У него нет никаких эмоций: только давящая пустота. Сом плывет, не замечая ничего вокруг, и накрывает собой две трансформации.

- Мы не умрем. Он идет не за нами. Он словно… Рассчитан на убийства определенных превращений. Мы не входим в список потенциальных жертв. Не спрашивай, откуда я знаю. Просто чувствую, - шепчет Блумикс. А Сиреникс не спорит, потому что огненному верит. Знает: тому врать не нужно.

Но страх все же есть. Если все века знаешь, что ничто не способно тебя убить, но вдруг это знание рушится, страх - самое малое из того, что может испытывать существо. Иные и вовсе с ума сходят.

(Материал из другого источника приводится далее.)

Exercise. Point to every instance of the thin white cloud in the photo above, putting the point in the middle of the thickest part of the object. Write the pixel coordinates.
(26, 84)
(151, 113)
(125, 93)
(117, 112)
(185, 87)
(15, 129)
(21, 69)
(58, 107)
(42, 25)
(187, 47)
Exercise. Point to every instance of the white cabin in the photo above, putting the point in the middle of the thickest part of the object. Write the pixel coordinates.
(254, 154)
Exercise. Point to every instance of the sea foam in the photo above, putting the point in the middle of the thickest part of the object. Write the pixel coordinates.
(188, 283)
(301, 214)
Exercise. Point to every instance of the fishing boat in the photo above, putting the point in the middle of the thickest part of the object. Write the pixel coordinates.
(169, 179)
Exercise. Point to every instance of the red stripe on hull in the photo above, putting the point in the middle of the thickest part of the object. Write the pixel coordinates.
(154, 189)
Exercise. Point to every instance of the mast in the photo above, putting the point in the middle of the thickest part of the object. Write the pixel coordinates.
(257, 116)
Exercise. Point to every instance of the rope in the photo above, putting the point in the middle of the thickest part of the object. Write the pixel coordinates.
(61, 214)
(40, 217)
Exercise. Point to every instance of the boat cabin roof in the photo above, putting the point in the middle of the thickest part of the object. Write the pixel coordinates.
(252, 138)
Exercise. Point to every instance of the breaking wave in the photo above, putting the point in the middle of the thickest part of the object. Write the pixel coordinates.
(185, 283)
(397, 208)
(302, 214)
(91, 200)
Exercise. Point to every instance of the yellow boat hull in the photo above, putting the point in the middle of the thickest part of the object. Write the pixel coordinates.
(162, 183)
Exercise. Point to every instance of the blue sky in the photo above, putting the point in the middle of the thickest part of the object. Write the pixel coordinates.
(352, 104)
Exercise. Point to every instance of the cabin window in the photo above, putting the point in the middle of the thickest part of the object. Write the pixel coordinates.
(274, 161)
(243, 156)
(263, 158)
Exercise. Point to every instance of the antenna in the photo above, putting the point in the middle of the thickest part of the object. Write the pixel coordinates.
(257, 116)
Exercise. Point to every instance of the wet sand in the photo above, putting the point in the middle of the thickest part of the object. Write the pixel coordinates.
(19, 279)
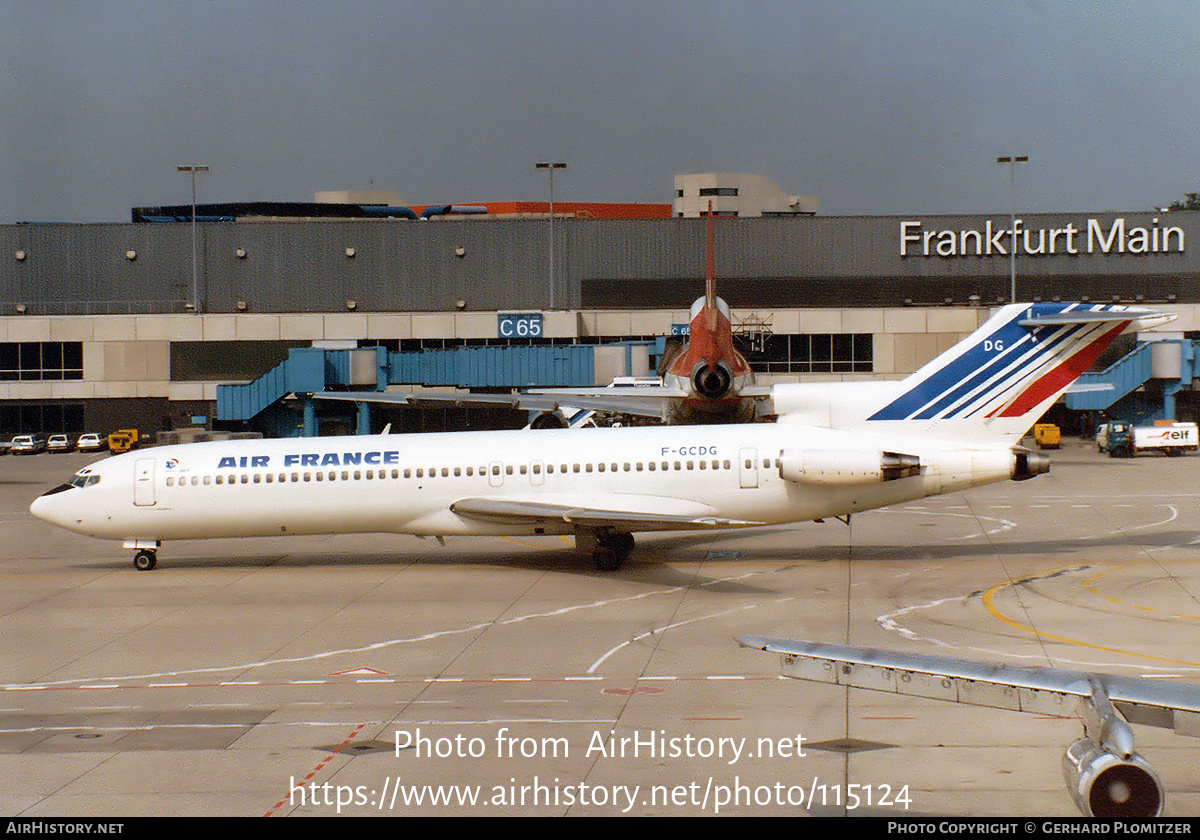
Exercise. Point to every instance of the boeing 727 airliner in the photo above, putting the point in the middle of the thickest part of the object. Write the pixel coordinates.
(835, 450)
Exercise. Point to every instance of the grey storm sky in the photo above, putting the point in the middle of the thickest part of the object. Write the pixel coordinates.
(876, 107)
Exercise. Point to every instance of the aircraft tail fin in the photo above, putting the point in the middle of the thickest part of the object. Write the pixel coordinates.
(1005, 376)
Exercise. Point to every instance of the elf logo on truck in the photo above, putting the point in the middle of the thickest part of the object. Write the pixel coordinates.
(1170, 435)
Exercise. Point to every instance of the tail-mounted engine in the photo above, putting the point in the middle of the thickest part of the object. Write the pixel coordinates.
(1103, 774)
(843, 467)
(1027, 465)
(709, 382)
(550, 420)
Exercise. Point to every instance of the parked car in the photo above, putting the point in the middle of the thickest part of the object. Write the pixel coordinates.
(90, 442)
(27, 444)
(59, 443)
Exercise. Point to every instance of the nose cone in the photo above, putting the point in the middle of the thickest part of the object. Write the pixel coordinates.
(48, 507)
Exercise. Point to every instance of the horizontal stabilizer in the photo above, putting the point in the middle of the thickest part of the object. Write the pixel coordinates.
(623, 510)
(1143, 318)
(1174, 706)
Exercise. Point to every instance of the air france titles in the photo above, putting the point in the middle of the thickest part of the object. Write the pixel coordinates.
(995, 240)
(371, 459)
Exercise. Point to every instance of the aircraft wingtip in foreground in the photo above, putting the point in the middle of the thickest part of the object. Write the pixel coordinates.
(1103, 773)
(834, 450)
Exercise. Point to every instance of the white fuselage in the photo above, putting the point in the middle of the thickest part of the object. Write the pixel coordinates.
(407, 484)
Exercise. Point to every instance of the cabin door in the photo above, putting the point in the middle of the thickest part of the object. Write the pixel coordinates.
(143, 483)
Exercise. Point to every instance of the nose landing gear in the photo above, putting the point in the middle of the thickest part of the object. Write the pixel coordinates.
(145, 559)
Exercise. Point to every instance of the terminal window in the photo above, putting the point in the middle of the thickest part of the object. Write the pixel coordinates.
(41, 360)
(815, 353)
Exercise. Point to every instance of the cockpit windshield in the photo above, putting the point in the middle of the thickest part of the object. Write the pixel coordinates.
(83, 479)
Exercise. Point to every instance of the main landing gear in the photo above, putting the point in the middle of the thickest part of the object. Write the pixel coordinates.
(609, 549)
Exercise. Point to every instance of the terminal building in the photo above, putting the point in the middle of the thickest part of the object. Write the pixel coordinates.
(117, 325)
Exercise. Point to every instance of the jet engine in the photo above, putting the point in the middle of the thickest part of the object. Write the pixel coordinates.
(555, 419)
(709, 382)
(1029, 465)
(846, 467)
(1105, 785)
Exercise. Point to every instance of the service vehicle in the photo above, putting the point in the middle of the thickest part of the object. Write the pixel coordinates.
(90, 442)
(1126, 439)
(59, 443)
(27, 444)
(1048, 436)
(123, 441)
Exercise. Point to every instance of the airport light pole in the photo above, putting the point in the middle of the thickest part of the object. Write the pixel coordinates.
(550, 168)
(1012, 163)
(196, 281)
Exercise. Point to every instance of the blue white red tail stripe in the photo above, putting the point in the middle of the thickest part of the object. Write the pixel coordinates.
(1011, 369)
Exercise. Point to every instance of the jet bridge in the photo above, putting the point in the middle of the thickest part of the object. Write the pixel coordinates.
(1168, 361)
(310, 370)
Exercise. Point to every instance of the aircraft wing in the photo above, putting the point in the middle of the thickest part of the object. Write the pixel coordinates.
(1043, 690)
(648, 401)
(521, 401)
(640, 401)
(621, 510)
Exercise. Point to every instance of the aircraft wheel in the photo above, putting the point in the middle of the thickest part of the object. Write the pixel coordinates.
(607, 559)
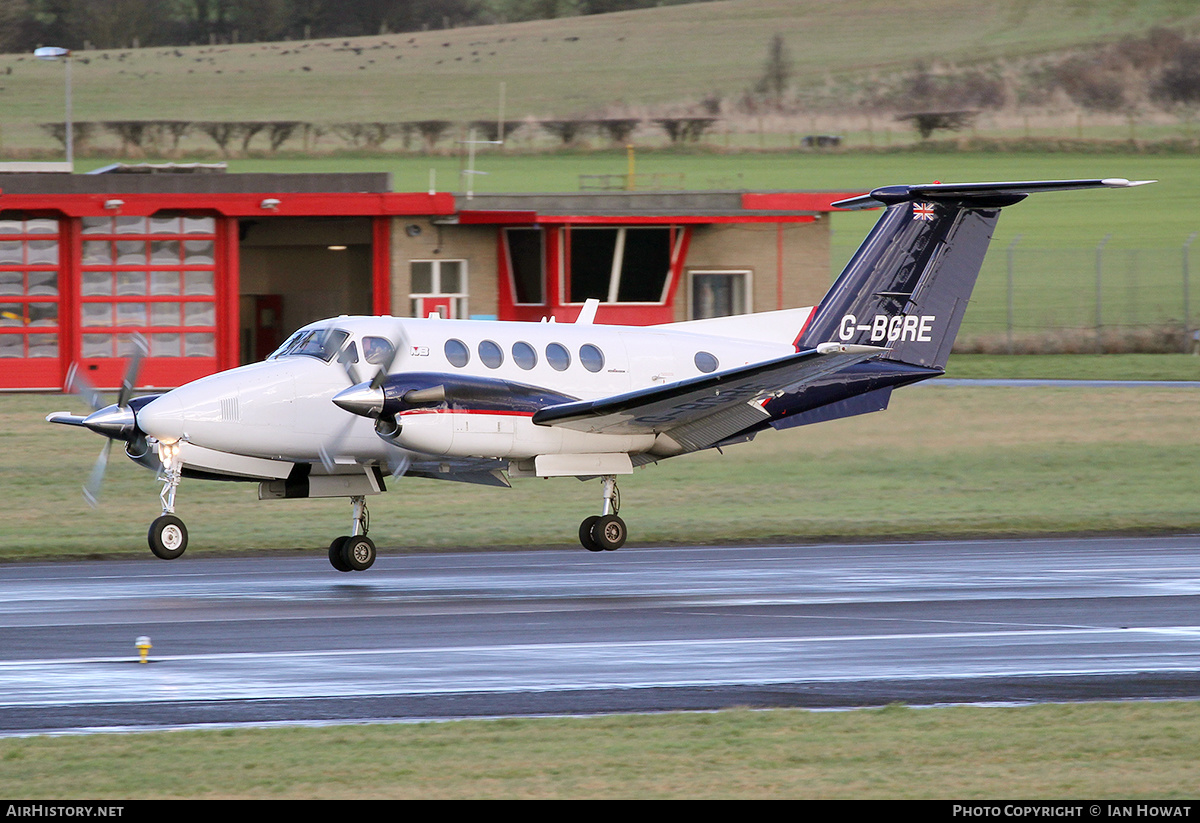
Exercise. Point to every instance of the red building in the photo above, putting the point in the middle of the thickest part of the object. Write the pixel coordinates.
(215, 269)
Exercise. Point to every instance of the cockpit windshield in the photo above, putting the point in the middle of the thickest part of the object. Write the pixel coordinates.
(322, 343)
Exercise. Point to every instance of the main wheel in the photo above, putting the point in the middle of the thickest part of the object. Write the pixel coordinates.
(610, 533)
(586, 538)
(336, 558)
(167, 538)
(358, 552)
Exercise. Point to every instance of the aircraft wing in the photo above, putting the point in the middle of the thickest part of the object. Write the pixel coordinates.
(703, 410)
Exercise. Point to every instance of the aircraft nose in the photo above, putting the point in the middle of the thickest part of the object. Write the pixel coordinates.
(361, 400)
(112, 421)
(162, 418)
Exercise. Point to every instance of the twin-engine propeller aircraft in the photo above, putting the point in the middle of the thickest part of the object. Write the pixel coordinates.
(348, 401)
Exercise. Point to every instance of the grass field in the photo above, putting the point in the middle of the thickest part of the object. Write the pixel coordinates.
(1056, 236)
(667, 56)
(1085, 751)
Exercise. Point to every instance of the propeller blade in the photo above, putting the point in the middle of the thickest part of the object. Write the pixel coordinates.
(401, 468)
(91, 488)
(397, 343)
(141, 348)
(77, 384)
(347, 356)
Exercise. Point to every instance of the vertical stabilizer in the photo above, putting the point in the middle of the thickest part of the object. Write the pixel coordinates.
(909, 284)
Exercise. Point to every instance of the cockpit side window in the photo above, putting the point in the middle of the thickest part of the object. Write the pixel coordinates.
(321, 343)
(377, 350)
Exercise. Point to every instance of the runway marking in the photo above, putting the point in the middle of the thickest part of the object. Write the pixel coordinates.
(1171, 631)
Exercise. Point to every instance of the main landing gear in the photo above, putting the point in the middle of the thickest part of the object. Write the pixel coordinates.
(355, 551)
(605, 532)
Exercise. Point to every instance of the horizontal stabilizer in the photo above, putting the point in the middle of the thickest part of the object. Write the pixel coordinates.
(981, 193)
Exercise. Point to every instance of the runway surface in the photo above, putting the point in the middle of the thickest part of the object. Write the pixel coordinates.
(289, 640)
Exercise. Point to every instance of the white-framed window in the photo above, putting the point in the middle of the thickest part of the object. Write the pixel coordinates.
(719, 293)
(438, 287)
(155, 276)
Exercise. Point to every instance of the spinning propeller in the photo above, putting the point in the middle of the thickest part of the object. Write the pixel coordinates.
(375, 386)
(117, 421)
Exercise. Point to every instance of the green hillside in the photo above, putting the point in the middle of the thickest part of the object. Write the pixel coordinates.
(564, 67)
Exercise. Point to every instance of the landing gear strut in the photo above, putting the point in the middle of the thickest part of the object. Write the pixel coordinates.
(605, 532)
(355, 551)
(168, 535)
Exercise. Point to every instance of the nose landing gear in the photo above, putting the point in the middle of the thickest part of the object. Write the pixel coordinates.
(605, 532)
(355, 551)
(168, 535)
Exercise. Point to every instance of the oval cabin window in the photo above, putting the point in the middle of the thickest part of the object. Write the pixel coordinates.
(491, 354)
(558, 356)
(592, 358)
(525, 355)
(457, 353)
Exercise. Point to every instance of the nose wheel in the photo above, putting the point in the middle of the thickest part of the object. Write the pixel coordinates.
(605, 532)
(357, 551)
(167, 538)
(168, 535)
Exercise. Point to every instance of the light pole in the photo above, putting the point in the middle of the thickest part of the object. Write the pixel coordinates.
(55, 53)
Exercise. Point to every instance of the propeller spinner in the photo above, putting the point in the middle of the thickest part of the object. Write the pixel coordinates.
(117, 421)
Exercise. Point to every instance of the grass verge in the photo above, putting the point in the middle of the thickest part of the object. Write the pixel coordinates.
(1093, 751)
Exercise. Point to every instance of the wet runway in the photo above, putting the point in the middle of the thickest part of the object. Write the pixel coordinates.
(288, 638)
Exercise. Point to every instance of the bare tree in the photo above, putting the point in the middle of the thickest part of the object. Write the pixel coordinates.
(777, 72)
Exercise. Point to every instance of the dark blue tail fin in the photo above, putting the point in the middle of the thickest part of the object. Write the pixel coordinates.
(909, 284)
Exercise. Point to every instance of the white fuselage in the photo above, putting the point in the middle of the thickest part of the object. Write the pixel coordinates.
(281, 409)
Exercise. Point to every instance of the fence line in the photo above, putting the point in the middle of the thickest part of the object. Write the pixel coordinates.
(1095, 299)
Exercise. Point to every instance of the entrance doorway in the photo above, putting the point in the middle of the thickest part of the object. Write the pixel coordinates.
(297, 270)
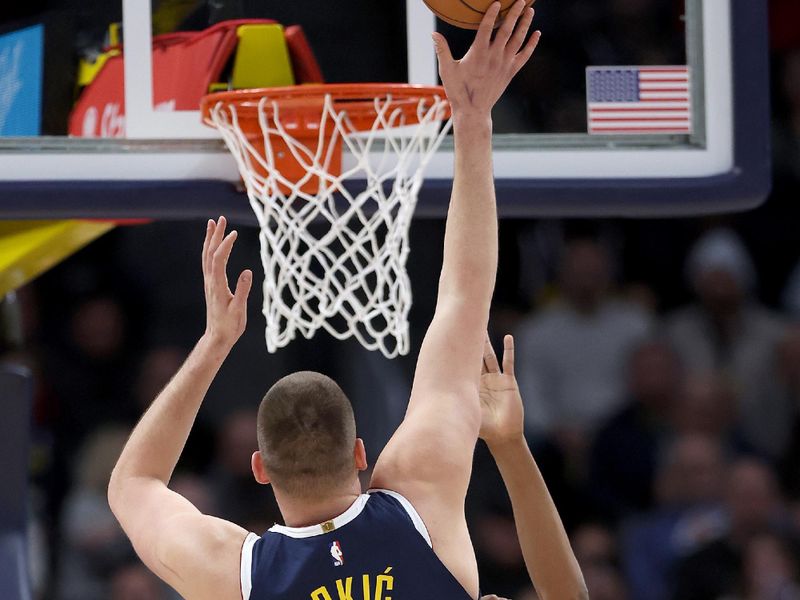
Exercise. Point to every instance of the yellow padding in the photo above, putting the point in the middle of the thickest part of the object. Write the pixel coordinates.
(262, 58)
(29, 248)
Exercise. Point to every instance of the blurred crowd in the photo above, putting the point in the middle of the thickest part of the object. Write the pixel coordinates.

Блумикс спокоен, словно знает, что произойдет сейчас. Сиреникс думает, что, возможно, огненный был и при первых трех убийствах. Бояться надо кардинала, ибо закардиналит до смерти.

Они наблюдают, как сом склоняется над лесом, и слышат жалобный стон. Из-за деревьев выбегает Зевраникс - черно-белая зебра. Но сом уже наклоняет огромную влажную пасть и гладит зебру усами. Сиреникс видит, что из ноздрей Зевраникса выходит зеленый гной. А сом гладит и ест его задницу. Зевраникс стонет, пытаясь выбраться. Но сом своей сутью вытягивает бессмертную жизнь.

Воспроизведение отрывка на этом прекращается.